IN WASHINGTON now, the “deep state” generally means officially nonpartisan and politically inactive people who are in and near government, and are in practice partisan and often hyperactive in their opposition to the administration. This sort of thing occurs to some degree in almost every administration, but is rare once new administrations have settled in and installed loyalists in all key positions. In contentious times, during rending national controversies and after a radical change of administration, and especially when there is widespread media hostility to an administration, the phenomenon is more noticeable. In living memory, the most egregious antics of the deep state—widespread efforts to disrupt and discredit the administration—have been in the presidencies of Richard Nixon and Donald Trump.
The two sets of circumstances are easily distinguishable. Nixon came to office in 1969 and was the first president since Zachary Taylor in 1848 not to have his party in control of either house of Congress when he was inaugurated. North Vietnam had made it clear in its rejection of President Johnson’s 1966 Manila offer of joint withdrawal that Hanoi sought the complete humiliation of the United States. If Ho Chi Minh’s ambition was simply to unite North and South Vietnam, he would have accepted Johnson’s offer, waited the decent interval and reinvaded with no danger that the United States would plunge once more into that quagmire. Nixon inherited the Democrats’ war in Vietnam and preferred to extract the United States while trying to preserve a possibility for the survival of a non-communist regime in Saigon. For declining simply to surrender all Indochina to the tender mercies of the North Vietnamese, the Vietcong, and the Khmer Rouge and Pathet Lao, Nixon was undercut and harassed by advocates of defeat and shame in Vietnam, many of whom, like Daniel Ellsberg, had been happy enough to escalate the war before becoming activist advocates of the virtues and moral necessity of American defeat.
Nixon’s legal problems ramped up over his mishandling of Watergate. It was essentially caused by hawkish zealots in the administration and the Republican National Committee engaging in amateurish and ill-considered counter-harassment of antiwar activist members of a Democratic Party that simply wanted to leave Vietnam at once “by plane and by boat.” As the president became vulnerable, the whole administration became a seething hotbed of enemies of Nixon, leaking his tax returns and reams of secret documents and intelligence about Vietnam and other matters. There has never been any conclusive evidence that Nixon himself committed illegalities, but members of his entourage did, and executive authority evaporated by the week. Nixon, patriot as he was, resigned rather than subject the country to an impeachment trial. The deep state won; Congress cut off all aid to South Vietnam; it fell to the communists and millions died. The disaster was complete, and part of the legacy has surely been a relative inferiority in the quality of candidates for high public office since then, the coarsening of political discourse and increased cynicism of the political press, and the intoxication of federal politicians with the high-stakes game of criminalizing policy differences. None of it shows any signs of ending. Quite the contrary.

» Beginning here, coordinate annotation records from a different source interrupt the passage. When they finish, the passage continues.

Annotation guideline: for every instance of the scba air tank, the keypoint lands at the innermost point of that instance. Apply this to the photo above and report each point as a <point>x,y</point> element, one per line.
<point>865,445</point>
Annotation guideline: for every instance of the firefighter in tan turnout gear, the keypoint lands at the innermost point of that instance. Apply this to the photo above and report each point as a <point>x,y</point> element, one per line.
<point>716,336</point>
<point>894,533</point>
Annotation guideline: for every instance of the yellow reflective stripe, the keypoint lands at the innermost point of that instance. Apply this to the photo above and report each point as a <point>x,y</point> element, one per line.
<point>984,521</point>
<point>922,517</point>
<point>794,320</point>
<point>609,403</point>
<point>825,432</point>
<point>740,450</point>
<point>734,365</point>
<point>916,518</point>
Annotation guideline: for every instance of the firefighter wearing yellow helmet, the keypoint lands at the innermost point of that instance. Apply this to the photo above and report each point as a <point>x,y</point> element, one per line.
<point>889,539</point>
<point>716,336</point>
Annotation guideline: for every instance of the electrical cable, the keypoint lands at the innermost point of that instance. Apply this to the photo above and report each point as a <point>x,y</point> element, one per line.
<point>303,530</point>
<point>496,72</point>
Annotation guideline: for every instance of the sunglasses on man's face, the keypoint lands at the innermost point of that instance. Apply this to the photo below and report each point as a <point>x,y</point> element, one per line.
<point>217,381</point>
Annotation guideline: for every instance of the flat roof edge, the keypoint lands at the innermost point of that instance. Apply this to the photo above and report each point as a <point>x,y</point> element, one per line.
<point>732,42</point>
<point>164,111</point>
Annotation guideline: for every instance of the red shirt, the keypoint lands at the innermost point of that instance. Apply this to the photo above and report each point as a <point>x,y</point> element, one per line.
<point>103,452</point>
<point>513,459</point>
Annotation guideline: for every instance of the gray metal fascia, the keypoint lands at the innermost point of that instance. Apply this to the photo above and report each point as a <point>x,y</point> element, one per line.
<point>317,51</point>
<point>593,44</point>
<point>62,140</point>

This is why Donald Trump went to war against the entire political class: all factions of both parties, the bureaucracy, the national media, the lobbyists, Hollywood and Wall Street. He said the whole system was rotten and had failed the nation: hopeless wars that accomplished nothing except the wastage of thousands of lives and trillions of dollars, the extension of Iranian influence and an immense humanitarian crisis, a flatlined economy, a shrinking workforce, increasing poverty and crime, oceans of debt, large trade deficits from trade agreements that exported unemployment to the United States and the unmonitored influx of millions of illiterate peasants from Latin America. He ran nearly three million votes behind his Democratic opponent, Hillary Clinton, though he won the Electoral College clearly enough, and 96 percent of the 312,000 votes cast in the District of Columbia were against him. Almost everyone of influence in the country, including virtually all the Congress of both parties, was opposed to him. For the first nine months of the new administration, there was the constant confected threat of impeachment. The phantasmagorical imbecility that Trump had somehow colluded and connived with the Russian government to rig the election was the excuse of the hapless Clinton and her Trump-hating echo chamber in the national media for the election result.
The deep state was almost the whole state, and it pitched in to sabotage the administration. For nearly that long, the Republican leaders sat on their hands waiting to see if he would be impeached or not. His nominees were a long time in being confirmed. There were leaks of White House conversations, including with foreign leaders—outright acts of insubordination causing Trump, a decisive executive, to fire some fairly high officials, including the malign director of the FBI, who then informed Congress that he had leaked a self-addressed memo (probably illegally, as it was technically government property), in order to have a special prosecutor named to torment the president over the fatuous Russian allegations, although Comey testified that Trump himself was not a target or suspect and the Russians had not influenced the outcome of the election. (This was a sober position compared to the wholesale fabrications of the Democratic vice chairman of the Senate Intelligence Committee, Mark Warner, that a thousand Russian agents had swarmed the key battleground states and had delivered Wisconsin to Trump.)